Pour la sous-facturation des produits exportés, le problème est plus compliqué. Il ne peut pas être réglé par l’instauration de la lettre de crédit irrévocable et confirmée.
« La sous-facturation intervient en amont, au moment de la signature du contrat commercial entre deux partenaires. Le montant figurant dans le contrat de vente et celui tacite, souvent supérieur, sur lequel s’entendent les deux partenaires (vendeur et acheteur), représente le processus de sous-facturation. C’est le montant figurant dans le contrat qui sera transcrit dans la lettre de crédit, et donc le rapatriement est obligatoire. Le prix tacite servira à déterminer l’écart et le transfert de la différence qui ne fera pas l’objet du transfert obligatoire », détaille M. Guendouzi.

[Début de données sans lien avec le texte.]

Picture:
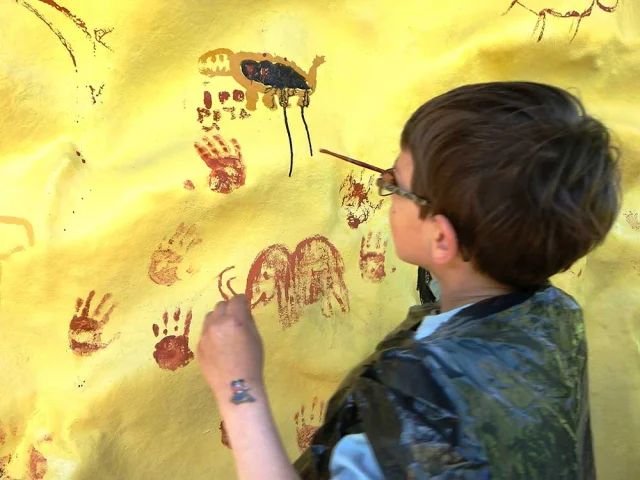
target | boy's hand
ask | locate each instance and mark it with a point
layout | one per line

Chaque contrat à l’export fait l’objet au préalable d’une domiciliation bancaire, ce qui signifie que le rapatriement des devises figurant dans le contrat domicilié doit être « fait obligatoirement dans les délais », ajoute-t-il.
La lettre de crédit sert « plus à sécuriser » les paiements de l’explorateur par rapport à son client étranger au cas où ce dernier soit « défaillant (décès, faillite,…) ».
Un problème de patriotisme économique
« La domiciliation bancaire est également un préalable à l’importation. La sous-facturation à l’exportation comme la surfacturation à l’importation, toutes les deux portent sur des tentatives d’accès à la devise à partir des transactions commerciales à l’international », ajoute-t-il.
Les phénomènes de la surfacturation et de la sous-facturation illustrent les limites du patriotisme économique galvaudé par certains opérateurs économiques. Ils représentent les symptômes d’autres problèmes économiques, plus profonds, que le gouvernement devrait traiter et résoudre afin de réduire leur ampleur.